Auch Politiker von FDP und Union verlangen die Aufklärung der Meuterei-Vorwürfe auf der "Gorch Fock". Der verteidigungspolitische Sprecher der CDU/CSU-Bundestagsfraktion, Ernst-Reinhard Beck, sagte dem Abendblatt: "Die Frage ist nicht, ob die Ausbildung zu gefährlich ist. Entscheidend ist vielmehr: Ist die Ausbildung auf einem Segelschiff heute noch zeitgemäß oder nicht?" Der Hamburger FDP-Bundestagsabgeordnete Burkhardt Müller-Sönksen, Mitglied im Verteidigungsausschuss, betonte im Abendblatt: "Die Marine war bisher bekannt für ihre vorbildliche menschliche Führung." Sollten sich die Vorwürfe bewahrheiten, müssten sie mit entsprechender Härte verfolgt werden.

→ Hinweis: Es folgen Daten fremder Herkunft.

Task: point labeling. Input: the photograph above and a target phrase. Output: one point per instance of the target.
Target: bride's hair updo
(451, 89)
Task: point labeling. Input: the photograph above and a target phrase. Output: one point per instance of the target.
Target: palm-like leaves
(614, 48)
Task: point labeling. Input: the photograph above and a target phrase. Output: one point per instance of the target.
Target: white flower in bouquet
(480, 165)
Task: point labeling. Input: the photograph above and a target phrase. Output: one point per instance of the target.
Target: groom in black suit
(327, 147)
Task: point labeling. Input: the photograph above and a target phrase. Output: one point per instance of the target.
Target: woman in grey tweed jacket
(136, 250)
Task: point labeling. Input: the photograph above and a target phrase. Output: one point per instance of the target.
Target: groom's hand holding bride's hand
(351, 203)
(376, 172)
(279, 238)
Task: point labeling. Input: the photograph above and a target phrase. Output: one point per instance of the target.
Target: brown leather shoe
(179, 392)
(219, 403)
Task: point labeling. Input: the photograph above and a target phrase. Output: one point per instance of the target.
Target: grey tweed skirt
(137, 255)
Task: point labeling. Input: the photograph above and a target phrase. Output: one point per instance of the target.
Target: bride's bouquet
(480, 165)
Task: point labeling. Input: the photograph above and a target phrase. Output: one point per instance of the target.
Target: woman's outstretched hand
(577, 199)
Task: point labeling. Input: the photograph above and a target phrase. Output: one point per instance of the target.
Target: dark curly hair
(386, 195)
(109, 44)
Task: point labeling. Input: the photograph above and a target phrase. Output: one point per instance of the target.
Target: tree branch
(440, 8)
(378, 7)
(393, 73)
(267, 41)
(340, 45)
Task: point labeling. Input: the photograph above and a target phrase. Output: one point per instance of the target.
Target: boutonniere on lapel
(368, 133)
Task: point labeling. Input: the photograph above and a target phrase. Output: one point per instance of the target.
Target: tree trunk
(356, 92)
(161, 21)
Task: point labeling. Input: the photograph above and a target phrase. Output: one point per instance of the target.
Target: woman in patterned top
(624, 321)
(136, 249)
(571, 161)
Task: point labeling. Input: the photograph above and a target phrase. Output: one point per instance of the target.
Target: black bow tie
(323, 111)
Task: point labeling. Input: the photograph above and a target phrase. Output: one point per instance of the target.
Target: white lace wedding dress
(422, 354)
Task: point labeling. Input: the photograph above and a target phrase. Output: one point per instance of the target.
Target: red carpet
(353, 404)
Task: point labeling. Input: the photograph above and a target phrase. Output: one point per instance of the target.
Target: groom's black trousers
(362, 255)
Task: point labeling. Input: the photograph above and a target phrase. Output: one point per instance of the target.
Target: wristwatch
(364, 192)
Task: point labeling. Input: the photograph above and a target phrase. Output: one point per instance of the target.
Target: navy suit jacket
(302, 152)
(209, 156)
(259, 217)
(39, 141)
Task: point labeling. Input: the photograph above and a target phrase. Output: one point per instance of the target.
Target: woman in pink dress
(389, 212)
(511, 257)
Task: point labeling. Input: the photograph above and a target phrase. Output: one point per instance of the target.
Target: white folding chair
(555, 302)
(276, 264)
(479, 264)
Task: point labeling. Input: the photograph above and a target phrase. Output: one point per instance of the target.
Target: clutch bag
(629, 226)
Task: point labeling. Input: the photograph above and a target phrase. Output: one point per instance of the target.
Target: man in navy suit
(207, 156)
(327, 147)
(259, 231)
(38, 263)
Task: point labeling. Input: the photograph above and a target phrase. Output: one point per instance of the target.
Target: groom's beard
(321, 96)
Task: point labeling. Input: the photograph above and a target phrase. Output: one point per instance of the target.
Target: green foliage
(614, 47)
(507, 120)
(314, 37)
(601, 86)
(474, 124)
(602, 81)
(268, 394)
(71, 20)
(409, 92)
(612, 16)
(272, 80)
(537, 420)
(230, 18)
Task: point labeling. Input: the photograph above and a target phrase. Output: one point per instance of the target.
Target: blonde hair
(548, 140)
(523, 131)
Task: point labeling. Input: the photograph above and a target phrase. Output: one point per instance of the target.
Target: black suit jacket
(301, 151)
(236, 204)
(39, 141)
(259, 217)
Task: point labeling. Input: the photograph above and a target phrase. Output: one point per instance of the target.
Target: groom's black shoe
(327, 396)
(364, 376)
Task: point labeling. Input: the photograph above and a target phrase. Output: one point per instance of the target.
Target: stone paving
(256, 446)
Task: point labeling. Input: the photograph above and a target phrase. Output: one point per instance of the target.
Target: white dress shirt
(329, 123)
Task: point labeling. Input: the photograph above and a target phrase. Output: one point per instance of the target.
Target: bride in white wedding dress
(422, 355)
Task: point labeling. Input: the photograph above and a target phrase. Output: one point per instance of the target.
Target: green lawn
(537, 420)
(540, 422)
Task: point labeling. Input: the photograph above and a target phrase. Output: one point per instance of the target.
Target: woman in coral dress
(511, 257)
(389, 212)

Der tödliche Unfall in Brasilien war bereits der siebte seit Indienststellung des Dreimasters vor fast 53 Jahren, und der zweite unter dem Kommando von Kapitän zur See Norbert Schatz, seit dieser 2006 die Führung übernommen hatte. 2008 war die Offiziersanwärterin Jenny B. kurz vor ihrem 19. Geburtstag nachts vor der Insel Norderney über die 1,60 Meter hohe Reling in die Nordsee gestürzt. Auch 2002 und 1998 waren bereits junge Soldaten aus der Takelage gefallen und an ihren Verletzungen gestorben.